Le réexamen du cadre de l’UE relatif aux titrisations comprend :

- une proposition législative modifiant le règlement (UE) 2017/2402 du Parlement européen et du Conseil (le «règlement sur les titrisations»), qui définit des règles applicables aux produits et des règles de conduite pour les émetteurs et les investisseurs;

- la présente proposition modifiant le règlement (UE) nº 575/2013 du Parlement européen et du Conseil (le «règlement sur les exigences de fonds propres» ou «CRR»), qui fixe les exigences de fonds propres applicables aux banques détenant des positions et investissant dans des produits de titrisation.

La présente proposition apporte des modifications ciblées au cadre prudentiel actuellement applicable aux établissements de crédit, afin d’atteindre les objectifs suivants:

- introduire une plus grande sensibilité aux risques dans le cadre existant;

- réduire les niveaux injustifiés de non-neutralité des fonds propres;

- établir une distinction entre les initiateurs/sponsors et les investisseurs en ce qui concerne le traitement prudentiel des titrisations;

- atténuer les écarts indus entre l’approche standard (SEC-SA) et l’approche fondée sur les notations internes (SEC-IRBA) pour le calcul des exigences de fonds propres liées aux titrisations, et

- rendre plus solide et plus prévisible le cadre applicable aux transferts de risque significatifs.

Les modifications proposées du CRR concernent les deux domaines suivants:

1) le calibrage des deux principaux paramètres qui déterminent le niveau de non-neutralité, utilisé dans le calcul des fonds propres réglementaires pour prendre en compte les risques inhérents à la titrisation, à savoir le plancher de pondération pour risque, pour les positions de titrisation de rang supérieur, et le facteur (p); et

2) le cadre applicable au transfert de risque significatif.
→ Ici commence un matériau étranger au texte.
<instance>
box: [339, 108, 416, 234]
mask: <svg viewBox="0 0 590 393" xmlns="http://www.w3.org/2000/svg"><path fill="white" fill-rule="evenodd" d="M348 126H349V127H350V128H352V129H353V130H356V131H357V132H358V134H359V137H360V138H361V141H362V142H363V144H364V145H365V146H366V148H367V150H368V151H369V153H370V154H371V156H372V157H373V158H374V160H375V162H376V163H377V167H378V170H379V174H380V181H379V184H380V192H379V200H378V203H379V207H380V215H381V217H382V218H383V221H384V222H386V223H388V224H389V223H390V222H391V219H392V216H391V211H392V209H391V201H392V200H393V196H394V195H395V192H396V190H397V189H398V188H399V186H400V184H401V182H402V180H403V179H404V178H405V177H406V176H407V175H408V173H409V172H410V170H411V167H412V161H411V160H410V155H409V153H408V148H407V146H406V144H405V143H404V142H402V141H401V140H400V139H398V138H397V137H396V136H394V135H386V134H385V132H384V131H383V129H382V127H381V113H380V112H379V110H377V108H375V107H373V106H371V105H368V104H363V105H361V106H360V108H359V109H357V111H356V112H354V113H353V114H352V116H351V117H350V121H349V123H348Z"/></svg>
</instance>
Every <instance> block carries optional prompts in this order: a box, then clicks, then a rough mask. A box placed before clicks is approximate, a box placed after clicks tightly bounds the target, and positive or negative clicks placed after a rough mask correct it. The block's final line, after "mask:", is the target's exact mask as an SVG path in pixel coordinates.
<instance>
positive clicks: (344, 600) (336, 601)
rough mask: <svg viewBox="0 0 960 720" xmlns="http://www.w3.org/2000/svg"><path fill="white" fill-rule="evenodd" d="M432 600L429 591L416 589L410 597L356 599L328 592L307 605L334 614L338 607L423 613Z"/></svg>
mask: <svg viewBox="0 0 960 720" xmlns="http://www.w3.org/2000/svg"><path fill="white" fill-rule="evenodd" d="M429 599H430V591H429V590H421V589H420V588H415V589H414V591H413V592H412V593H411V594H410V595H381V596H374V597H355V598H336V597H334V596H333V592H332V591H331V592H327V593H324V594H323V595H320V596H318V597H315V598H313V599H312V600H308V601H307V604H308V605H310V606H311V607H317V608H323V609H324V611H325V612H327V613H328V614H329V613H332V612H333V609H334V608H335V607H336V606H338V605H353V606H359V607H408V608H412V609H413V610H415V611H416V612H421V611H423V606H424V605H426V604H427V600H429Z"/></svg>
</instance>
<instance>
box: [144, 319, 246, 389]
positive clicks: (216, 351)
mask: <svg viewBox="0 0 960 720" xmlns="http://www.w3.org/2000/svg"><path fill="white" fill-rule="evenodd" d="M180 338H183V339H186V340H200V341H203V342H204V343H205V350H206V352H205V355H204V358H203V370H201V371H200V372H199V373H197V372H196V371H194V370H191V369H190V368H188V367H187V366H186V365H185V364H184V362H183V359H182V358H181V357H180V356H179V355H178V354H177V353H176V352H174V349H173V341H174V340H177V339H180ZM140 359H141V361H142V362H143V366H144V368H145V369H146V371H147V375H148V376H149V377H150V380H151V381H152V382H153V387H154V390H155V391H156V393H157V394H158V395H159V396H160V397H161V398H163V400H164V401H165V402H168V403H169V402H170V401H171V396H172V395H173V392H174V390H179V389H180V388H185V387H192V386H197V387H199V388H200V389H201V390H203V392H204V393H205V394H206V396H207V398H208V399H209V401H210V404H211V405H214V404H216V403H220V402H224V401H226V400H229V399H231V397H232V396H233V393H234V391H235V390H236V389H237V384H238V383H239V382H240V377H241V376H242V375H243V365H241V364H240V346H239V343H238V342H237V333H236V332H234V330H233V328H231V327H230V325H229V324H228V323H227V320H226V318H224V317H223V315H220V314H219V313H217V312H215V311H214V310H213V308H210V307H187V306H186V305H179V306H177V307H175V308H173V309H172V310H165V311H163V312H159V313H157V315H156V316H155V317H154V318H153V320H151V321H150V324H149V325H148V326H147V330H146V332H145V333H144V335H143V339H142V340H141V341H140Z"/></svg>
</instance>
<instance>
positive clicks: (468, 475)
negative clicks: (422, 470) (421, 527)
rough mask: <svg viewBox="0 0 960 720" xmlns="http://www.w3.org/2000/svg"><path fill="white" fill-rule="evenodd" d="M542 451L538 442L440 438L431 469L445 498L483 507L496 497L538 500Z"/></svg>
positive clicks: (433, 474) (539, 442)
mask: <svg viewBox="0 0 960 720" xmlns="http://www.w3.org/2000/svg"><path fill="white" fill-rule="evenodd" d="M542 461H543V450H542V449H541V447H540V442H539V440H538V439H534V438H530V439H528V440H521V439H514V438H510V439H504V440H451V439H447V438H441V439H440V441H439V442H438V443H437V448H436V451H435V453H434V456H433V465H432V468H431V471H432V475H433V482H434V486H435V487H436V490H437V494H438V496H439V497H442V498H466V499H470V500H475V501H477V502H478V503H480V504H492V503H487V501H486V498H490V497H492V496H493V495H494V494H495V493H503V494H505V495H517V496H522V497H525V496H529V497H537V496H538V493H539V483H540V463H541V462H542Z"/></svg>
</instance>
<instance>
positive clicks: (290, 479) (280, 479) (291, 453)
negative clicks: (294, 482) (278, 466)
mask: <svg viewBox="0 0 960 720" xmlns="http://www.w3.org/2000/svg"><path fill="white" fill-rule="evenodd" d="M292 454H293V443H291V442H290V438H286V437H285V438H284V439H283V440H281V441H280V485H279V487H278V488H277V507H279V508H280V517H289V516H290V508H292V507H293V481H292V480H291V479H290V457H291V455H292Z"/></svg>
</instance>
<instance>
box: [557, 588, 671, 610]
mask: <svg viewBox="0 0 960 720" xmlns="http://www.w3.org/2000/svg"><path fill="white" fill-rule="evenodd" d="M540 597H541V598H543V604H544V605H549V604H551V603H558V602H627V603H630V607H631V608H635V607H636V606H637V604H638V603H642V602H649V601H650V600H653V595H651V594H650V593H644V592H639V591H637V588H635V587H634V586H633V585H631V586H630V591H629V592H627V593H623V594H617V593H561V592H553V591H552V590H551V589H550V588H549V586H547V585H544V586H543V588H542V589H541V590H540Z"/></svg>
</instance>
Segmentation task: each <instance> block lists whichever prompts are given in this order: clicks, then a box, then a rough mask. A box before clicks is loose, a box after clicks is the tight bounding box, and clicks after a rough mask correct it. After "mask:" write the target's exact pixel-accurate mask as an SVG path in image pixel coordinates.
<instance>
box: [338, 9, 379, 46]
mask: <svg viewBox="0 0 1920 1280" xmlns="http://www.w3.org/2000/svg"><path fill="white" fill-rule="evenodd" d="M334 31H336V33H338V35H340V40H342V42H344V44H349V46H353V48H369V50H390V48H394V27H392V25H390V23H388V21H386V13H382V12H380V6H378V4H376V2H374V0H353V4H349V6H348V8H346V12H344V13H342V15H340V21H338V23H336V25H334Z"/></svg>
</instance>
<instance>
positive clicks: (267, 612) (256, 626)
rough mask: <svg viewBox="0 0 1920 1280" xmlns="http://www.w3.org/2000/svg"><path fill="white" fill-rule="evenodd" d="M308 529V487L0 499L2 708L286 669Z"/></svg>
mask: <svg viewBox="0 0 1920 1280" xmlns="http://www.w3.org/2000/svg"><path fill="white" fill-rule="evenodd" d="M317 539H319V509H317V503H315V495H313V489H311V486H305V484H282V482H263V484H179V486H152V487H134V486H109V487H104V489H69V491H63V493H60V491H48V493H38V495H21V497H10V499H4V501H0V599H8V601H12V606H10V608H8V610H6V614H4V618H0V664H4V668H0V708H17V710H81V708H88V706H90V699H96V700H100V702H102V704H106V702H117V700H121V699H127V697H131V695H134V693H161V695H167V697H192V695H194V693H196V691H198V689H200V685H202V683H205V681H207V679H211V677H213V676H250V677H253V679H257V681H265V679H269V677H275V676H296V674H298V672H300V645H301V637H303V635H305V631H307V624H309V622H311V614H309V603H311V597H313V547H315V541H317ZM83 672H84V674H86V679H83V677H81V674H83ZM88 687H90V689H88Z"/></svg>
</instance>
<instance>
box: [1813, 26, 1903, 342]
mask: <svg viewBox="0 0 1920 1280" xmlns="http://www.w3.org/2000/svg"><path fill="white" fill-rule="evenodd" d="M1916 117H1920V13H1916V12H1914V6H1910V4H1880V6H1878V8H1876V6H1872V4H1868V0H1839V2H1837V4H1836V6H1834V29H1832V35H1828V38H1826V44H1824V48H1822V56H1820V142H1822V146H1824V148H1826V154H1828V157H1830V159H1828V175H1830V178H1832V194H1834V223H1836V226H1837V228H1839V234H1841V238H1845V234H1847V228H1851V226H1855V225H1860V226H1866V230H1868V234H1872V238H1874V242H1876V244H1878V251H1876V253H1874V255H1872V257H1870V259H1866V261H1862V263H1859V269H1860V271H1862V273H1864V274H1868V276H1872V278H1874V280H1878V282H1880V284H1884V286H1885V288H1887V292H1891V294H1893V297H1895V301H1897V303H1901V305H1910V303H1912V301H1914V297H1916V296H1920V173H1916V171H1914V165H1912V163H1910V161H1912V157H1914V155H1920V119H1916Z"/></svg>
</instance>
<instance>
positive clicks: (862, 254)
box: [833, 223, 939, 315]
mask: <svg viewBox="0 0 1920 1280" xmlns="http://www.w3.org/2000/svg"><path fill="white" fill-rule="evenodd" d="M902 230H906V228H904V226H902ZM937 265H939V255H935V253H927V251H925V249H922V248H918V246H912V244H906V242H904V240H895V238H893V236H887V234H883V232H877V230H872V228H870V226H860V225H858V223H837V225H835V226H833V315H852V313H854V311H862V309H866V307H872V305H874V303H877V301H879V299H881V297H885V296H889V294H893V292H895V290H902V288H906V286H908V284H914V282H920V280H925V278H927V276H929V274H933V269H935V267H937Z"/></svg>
Plusieurs modifications techniques supplémentaires sont proposées pour remédier à certaines incohérences techniques, comme recommandé dans le rapport 2022 du comité mixte des autorités européennes de surveillance et comme proposé par les parties prenantes dans le cadre de la consultation de la Commission.

Ces propositions devraient permettre de réduire les obstacles prudentiels injustifiés qui empêchent les établissements de crédit d’effectuer des opérations de titrisation. Elles devraient également accroître la viabilité économique des titrisations en tant qu’outils de transfert des risques.